The University’s program, set to expire in June, was established in 2009 as a one-year pilot program that allows University employees — many of whom work in the Facilities and Public Safety departments — to join the all-volunteer company as either full members or associates. The 90-person Princeton Fire Department includes around 30 University volunteers.
The associate status, which was established as part of the pilot program, allows University employees to only respond to calls during working hours, while full members are required to respond to calls 24 hours per day.

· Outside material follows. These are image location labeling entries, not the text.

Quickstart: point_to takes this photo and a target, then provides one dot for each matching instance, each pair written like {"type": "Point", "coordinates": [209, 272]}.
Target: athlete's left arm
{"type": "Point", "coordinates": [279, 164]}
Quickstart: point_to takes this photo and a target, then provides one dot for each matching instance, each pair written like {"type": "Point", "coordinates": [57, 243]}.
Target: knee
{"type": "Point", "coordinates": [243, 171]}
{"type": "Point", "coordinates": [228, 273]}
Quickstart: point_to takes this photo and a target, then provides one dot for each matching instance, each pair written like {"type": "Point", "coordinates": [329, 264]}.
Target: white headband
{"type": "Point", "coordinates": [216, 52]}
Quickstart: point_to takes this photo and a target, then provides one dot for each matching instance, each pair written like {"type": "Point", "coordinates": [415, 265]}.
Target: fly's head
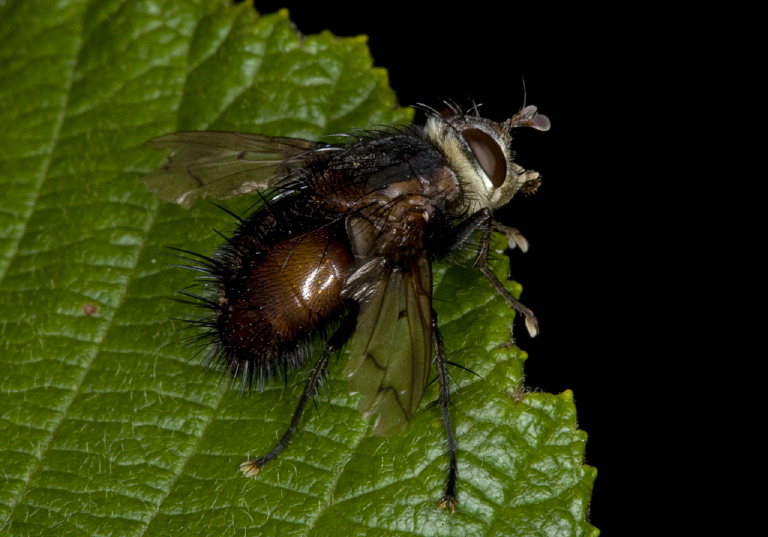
{"type": "Point", "coordinates": [478, 151]}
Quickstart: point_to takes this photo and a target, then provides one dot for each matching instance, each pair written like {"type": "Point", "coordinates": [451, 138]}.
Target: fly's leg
{"type": "Point", "coordinates": [335, 342]}
{"type": "Point", "coordinates": [531, 323]}
{"type": "Point", "coordinates": [482, 220]}
{"type": "Point", "coordinates": [444, 400]}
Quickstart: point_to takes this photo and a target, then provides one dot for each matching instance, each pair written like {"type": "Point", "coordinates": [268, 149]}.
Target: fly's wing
{"type": "Point", "coordinates": [223, 164]}
{"type": "Point", "coordinates": [391, 351]}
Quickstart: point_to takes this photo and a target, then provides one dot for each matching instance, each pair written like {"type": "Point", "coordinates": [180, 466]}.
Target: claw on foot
{"type": "Point", "coordinates": [250, 468]}
{"type": "Point", "coordinates": [449, 502]}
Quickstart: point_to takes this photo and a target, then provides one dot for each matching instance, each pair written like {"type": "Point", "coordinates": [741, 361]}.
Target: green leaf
{"type": "Point", "coordinates": [108, 425]}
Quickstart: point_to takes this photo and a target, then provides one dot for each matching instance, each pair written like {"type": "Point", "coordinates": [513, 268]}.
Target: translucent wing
{"type": "Point", "coordinates": [223, 164]}
{"type": "Point", "coordinates": [391, 352]}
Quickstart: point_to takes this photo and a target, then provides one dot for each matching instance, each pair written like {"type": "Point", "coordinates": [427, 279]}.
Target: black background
{"type": "Point", "coordinates": [588, 78]}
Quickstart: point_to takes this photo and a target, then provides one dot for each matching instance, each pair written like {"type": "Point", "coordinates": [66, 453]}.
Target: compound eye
{"type": "Point", "coordinates": [488, 154]}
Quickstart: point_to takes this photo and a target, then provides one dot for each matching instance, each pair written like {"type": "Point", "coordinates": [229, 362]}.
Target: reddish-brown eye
{"type": "Point", "coordinates": [488, 154]}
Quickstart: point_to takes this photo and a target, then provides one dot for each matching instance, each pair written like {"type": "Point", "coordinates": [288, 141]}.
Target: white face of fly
{"type": "Point", "coordinates": [478, 151]}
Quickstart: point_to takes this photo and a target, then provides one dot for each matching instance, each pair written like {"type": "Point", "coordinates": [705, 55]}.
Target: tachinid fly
{"type": "Point", "coordinates": [344, 242]}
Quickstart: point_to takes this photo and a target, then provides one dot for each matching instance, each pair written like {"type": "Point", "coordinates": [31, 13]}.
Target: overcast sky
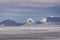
{"type": "Point", "coordinates": [13, 9]}
{"type": "Point", "coordinates": [31, 2]}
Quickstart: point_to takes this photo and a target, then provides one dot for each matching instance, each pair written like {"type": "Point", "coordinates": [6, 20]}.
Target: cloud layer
{"type": "Point", "coordinates": [31, 2]}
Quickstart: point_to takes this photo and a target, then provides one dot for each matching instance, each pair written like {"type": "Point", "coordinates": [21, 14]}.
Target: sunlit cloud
{"type": "Point", "coordinates": [42, 3]}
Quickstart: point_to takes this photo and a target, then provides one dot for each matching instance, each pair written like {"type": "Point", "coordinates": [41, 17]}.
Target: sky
{"type": "Point", "coordinates": [21, 10]}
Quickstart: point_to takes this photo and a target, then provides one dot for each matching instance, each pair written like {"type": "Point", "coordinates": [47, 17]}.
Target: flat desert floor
{"type": "Point", "coordinates": [30, 33]}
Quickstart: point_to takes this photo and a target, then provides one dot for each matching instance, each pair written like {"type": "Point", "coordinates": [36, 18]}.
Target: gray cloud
{"type": "Point", "coordinates": [43, 3]}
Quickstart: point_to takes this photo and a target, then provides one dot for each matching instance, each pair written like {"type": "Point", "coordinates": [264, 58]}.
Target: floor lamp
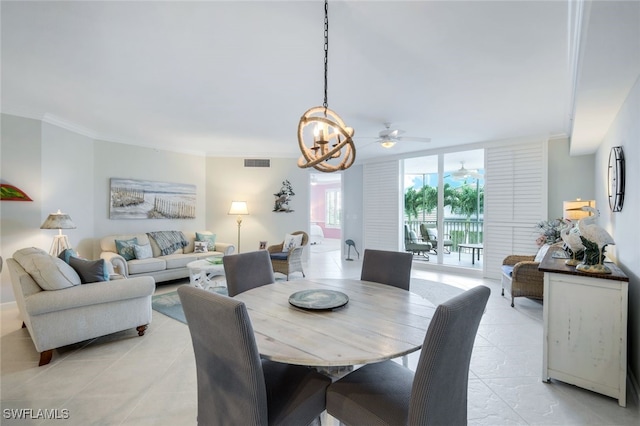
{"type": "Point", "coordinates": [239, 208]}
{"type": "Point", "coordinates": [58, 221]}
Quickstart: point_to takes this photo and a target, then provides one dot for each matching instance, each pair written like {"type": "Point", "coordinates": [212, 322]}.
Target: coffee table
{"type": "Point", "coordinates": [206, 275]}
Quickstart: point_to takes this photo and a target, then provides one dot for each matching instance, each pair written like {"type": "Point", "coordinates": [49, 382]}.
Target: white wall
{"type": "Point", "coordinates": [20, 166]}
{"type": "Point", "coordinates": [569, 177]}
{"type": "Point", "coordinates": [114, 160]}
{"type": "Point", "coordinates": [623, 226]}
{"type": "Point", "coordinates": [228, 180]}
{"type": "Point", "coordinates": [353, 209]}
{"type": "Point", "coordinates": [67, 159]}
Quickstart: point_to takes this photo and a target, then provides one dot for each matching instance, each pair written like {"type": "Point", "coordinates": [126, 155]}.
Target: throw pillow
{"type": "Point", "coordinates": [90, 271]}
{"type": "Point", "coordinates": [209, 238]}
{"type": "Point", "coordinates": [49, 272]}
{"type": "Point", "coordinates": [66, 254]}
{"type": "Point", "coordinates": [125, 248]}
{"type": "Point", "coordinates": [143, 251]}
{"type": "Point", "coordinates": [291, 242]}
{"type": "Point", "coordinates": [200, 247]}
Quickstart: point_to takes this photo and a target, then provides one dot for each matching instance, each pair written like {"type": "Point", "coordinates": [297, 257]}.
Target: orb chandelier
{"type": "Point", "coordinates": [332, 148]}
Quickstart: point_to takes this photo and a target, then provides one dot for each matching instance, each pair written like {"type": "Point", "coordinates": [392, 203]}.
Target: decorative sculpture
{"type": "Point", "coordinates": [283, 197]}
{"type": "Point", "coordinates": [571, 237]}
{"type": "Point", "coordinates": [595, 239]}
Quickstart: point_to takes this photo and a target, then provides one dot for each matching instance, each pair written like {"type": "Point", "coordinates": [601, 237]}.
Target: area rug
{"type": "Point", "coordinates": [169, 304]}
{"type": "Point", "coordinates": [435, 292]}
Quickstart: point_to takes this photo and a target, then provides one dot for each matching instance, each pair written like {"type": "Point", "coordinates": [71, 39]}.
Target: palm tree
{"type": "Point", "coordinates": [412, 201]}
{"type": "Point", "coordinates": [469, 201]}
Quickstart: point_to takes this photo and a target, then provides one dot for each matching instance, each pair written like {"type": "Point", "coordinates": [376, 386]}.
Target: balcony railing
{"type": "Point", "coordinates": [457, 230]}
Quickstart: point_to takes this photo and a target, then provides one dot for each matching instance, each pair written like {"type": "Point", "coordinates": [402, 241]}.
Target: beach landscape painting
{"type": "Point", "coordinates": [144, 199]}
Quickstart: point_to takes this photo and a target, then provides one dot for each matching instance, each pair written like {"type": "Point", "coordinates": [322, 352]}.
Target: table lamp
{"type": "Point", "coordinates": [239, 208]}
{"type": "Point", "coordinates": [58, 221]}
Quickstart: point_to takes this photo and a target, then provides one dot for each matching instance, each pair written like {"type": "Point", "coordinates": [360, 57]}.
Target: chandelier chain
{"type": "Point", "coordinates": [326, 53]}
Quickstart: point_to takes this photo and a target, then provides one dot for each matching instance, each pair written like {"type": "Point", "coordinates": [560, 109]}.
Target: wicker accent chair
{"type": "Point", "coordinates": [288, 262]}
{"type": "Point", "coordinates": [521, 278]}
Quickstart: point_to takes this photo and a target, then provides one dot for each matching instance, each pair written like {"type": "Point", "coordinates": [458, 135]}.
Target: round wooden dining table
{"type": "Point", "coordinates": [379, 322]}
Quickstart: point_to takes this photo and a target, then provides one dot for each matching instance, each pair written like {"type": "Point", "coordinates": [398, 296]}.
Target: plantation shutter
{"type": "Point", "coordinates": [515, 200]}
{"type": "Point", "coordinates": [381, 210]}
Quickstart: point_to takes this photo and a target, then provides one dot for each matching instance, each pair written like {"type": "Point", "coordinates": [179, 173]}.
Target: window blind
{"type": "Point", "coordinates": [382, 206]}
{"type": "Point", "coordinates": [515, 200]}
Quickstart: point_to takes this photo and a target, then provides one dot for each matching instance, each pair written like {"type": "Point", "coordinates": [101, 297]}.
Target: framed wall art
{"type": "Point", "coordinates": [144, 199]}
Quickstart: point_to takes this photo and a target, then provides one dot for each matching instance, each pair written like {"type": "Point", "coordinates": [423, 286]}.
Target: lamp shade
{"type": "Point", "coordinates": [58, 220]}
{"type": "Point", "coordinates": [238, 208]}
{"type": "Point", "coordinates": [572, 210]}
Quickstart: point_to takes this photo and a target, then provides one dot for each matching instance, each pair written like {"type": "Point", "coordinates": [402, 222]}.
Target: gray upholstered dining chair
{"type": "Point", "coordinates": [235, 386]}
{"type": "Point", "coordinates": [245, 271]}
{"type": "Point", "coordinates": [389, 394]}
{"type": "Point", "coordinates": [387, 267]}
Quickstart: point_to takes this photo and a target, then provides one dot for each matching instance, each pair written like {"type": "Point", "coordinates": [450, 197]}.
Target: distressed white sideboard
{"type": "Point", "coordinates": [585, 328]}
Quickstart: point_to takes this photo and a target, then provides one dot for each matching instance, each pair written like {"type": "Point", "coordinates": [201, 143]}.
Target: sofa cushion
{"type": "Point", "coordinates": [66, 254]}
{"type": "Point", "coordinates": [144, 266]}
{"type": "Point", "coordinates": [209, 238]}
{"type": "Point", "coordinates": [201, 247]}
{"type": "Point", "coordinates": [90, 271]}
{"type": "Point", "coordinates": [143, 251]}
{"type": "Point", "coordinates": [49, 272]}
{"type": "Point", "coordinates": [507, 270]}
{"type": "Point", "coordinates": [125, 248]}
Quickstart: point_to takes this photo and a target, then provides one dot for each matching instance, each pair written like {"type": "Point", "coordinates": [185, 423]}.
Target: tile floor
{"type": "Point", "coordinates": [122, 379]}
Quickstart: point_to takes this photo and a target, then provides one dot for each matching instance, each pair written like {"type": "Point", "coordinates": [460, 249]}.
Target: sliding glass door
{"type": "Point", "coordinates": [443, 205]}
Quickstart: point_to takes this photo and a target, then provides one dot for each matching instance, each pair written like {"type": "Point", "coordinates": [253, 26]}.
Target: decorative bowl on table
{"type": "Point", "coordinates": [318, 299]}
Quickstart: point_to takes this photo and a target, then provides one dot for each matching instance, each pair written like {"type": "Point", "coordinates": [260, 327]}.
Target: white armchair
{"type": "Point", "coordinates": [60, 317]}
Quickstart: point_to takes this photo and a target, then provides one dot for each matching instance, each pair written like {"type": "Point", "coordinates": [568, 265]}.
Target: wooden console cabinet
{"type": "Point", "coordinates": [585, 328]}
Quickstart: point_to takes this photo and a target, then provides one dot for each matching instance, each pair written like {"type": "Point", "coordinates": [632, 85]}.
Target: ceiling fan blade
{"type": "Point", "coordinates": [413, 139]}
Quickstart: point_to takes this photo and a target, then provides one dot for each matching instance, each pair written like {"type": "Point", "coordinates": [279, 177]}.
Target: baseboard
{"type": "Point", "coordinates": [633, 389]}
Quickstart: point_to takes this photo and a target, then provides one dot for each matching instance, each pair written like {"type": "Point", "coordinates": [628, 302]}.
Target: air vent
{"type": "Point", "coordinates": [257, 162]}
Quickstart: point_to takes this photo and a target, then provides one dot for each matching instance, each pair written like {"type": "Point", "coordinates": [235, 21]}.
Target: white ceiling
{"type": "Point", "coordinates": [233, 78]}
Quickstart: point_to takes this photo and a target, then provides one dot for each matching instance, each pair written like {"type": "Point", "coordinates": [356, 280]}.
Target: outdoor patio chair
{"type": "Point", "coordinates": [412, 245]}
{"type": "Point", "coordinates": [429, 233]}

The associate schedule is especially helpful at providing volunteers during the hours when full members are in school or at work, Borough Director of Emergency Services Mark Freda explained in an email.
“Clearly there is a cost to the University to allow employees to leave work for calls and training, but one of the primary reasons to start the program was to provide this type of help,” Freda said. “All indications are that the program is a success and continuing would seem to make a lot of sense.”
The University also provides $100,000 every year to fund Freda’s position with the Borough.
Though the University has yet to decide on the future of the program, the fire department will be partly appropriating the federal grant, which was secured from the Federal Emergency Management Agency as part of its Staffing for Adequate Fire and Emergency Response initiative, to ensure against the potential end of the program.
The grant, which will be distributed over a four-year period, will help pay for Freda’s salary and outreach initiatives, such as improving the sleeping bunks at the Witherspoon Street firehouse, an annual mailing to residents to ask for volunteers, online recruiting, a recruitment trailer at the Princeton Garden Theatre and other marketing costs for signs and ads.
However, University spokeswoman Emily Aronson said in an email that the University is interested in continuing the volunteer program and cautioned against taking the grant as a sign of the program’s demise.
“The program is a great example of the University and town working together to provide benefits to the greater Princeton community,” she said. “Like any pilot program, it will be reviewed by the University and the Princeton Fire Department to determine how we can best continue to work together.”
Michael Christensen, an engineer at the University’s utility plant and a University volunteer at the fire department, said in an email that he “sincerely” hoped the program would continue and eventually be made permanent.
“I knew from the very first meeting, when the pilot program started, that this was going to be a very worthwhile and special program,” he explained. “We have a good group of people and a deep camaraderie among the participants … Personally, it is very rewarding.”